Horse Manure Compost
Gardening Question from Dave:
I have a very reliable and steady source of horse manure (1 quarter horse, 1 draft horse and 1 shetland pony) and an equally reliable source of pine needles. Using the old compost addage “something green and something brown” can I combine the two to create useful compost?
Answer from Pat:
You are very lucky to have a steady supply of horse and pony manure, but I would not mix pine needles with the manure if I were you. This actually won’t create the correct green/brown mix (Ie: carbonaceous mixed with nitrogenous.) Straight horse manure, alone, (unmixed with anything) is close to the correct green/brown ratio already. One can just pile it on the ground and let it age and once aged it can then be combined into garden soil. In some cases stable bedding is included with the manure. Usually there is enough liquid nitrogenous stuff (horse urine) included with the bedding to sufficiently rot it in time, but this would not apply to pine needles. The needles most likely wouldn’t rot.
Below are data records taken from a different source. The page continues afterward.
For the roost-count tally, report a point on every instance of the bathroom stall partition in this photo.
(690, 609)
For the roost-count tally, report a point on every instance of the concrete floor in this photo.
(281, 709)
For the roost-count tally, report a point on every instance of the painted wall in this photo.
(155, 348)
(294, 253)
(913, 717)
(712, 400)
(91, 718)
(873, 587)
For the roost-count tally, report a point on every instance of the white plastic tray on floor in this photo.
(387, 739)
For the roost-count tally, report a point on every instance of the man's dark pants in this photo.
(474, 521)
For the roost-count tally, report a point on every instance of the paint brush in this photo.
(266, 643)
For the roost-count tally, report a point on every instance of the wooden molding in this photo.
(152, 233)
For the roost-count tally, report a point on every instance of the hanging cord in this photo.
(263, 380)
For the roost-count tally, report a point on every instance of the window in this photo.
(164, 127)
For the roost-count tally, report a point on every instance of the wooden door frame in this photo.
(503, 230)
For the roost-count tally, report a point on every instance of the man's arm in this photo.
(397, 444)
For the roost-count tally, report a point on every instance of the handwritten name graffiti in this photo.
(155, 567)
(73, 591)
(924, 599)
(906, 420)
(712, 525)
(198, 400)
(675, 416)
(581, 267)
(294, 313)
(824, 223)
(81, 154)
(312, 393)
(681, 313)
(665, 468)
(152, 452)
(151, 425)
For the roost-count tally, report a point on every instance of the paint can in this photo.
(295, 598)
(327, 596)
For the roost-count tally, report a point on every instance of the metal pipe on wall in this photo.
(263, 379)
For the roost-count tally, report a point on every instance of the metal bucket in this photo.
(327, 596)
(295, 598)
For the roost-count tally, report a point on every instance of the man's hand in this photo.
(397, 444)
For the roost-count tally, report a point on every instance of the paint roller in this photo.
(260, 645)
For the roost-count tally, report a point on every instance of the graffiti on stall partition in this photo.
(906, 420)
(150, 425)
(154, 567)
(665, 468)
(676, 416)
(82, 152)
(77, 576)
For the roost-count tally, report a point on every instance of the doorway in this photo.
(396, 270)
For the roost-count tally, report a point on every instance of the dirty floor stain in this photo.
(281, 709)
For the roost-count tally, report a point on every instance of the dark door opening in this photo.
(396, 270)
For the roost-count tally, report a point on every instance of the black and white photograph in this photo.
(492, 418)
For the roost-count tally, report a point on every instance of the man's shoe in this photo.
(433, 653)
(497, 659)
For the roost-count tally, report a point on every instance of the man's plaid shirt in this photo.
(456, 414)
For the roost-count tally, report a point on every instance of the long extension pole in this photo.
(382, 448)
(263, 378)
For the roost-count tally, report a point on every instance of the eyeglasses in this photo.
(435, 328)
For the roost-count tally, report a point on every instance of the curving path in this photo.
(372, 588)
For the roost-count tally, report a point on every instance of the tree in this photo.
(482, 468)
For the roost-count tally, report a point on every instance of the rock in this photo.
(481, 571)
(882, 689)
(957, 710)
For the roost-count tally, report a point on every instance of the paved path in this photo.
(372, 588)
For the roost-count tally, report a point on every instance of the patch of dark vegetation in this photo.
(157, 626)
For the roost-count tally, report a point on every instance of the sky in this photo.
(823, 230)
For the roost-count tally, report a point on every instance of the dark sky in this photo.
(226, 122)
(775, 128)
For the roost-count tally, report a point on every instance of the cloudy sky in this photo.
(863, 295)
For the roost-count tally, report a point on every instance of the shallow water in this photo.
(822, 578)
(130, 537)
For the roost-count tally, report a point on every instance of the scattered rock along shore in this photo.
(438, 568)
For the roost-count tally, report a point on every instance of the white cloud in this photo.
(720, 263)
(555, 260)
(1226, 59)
Since we are having such good rains right now it’s an ideal time to spread the clean manure directly onto the ground over the roots of plants you want to mulch and gradually feed. Let it age right there and dig it in in spring prior to planting. By spreading it right on top of the ground all the goodness of the manure will be washed down into the ground by these rains and not wasted on the ground under the manure pile. It also causes less runoff this way since it is less concentrated and there is more ground to hold the nutrients in the soil instead of letting them wash away. Spread the manure on top of any ground that you want to improve with organics, such as a vegetable garden or flowerbed or over the roots of fruit trees or ornamentals. There is no reason to add the pine needles to the manure.
In my book I describe a compost made from alfalfa and manure layered together. This combination is different from one using pine needles, since it makes a great quick compost which is ready in about two months. (As soon as it cools down and you can no longer see what went into it, it is ready.) You can then use it as mulch all over the garden or dig it right into the ground. The reason this works so well and makes such a nutritious compost so quickly is because alfalfa is not carbonaceous but green or nitrogenous waste. In fact alfalfa is a major source of nitrogen when used alone as fertilizer and it rots quickly in the ground. Pine needles, by contrast, have no nitrogen in them. They are pure carbonaceous material, and they have a hard coating and texture that means they take much longer to disintegrate. (It should be noted, however, that the needles of certain pine trees, such as Aleppo Pines, are smaller and thinner and rot quicker than those of other pines such as Torrey pine trees, whose needles take months or even years to rot.) Composting pine needles is usually a long process and they are also highly acid. The best use for pine needles in a garden is as a long-lasting mulch covering the root zones of acid-loving plants, such as azaleas and camellias. Some people like to make a separate compost pile for pine needles, simply leaving them piled up until they age. Then they can even be used in soil mixes for acid loving plants. Other folks use them on garden paths in woodland areas under trees and shrubs, or at the backs of wide flower beds, but always on top of the ground. They make a very clean, good looking path cover.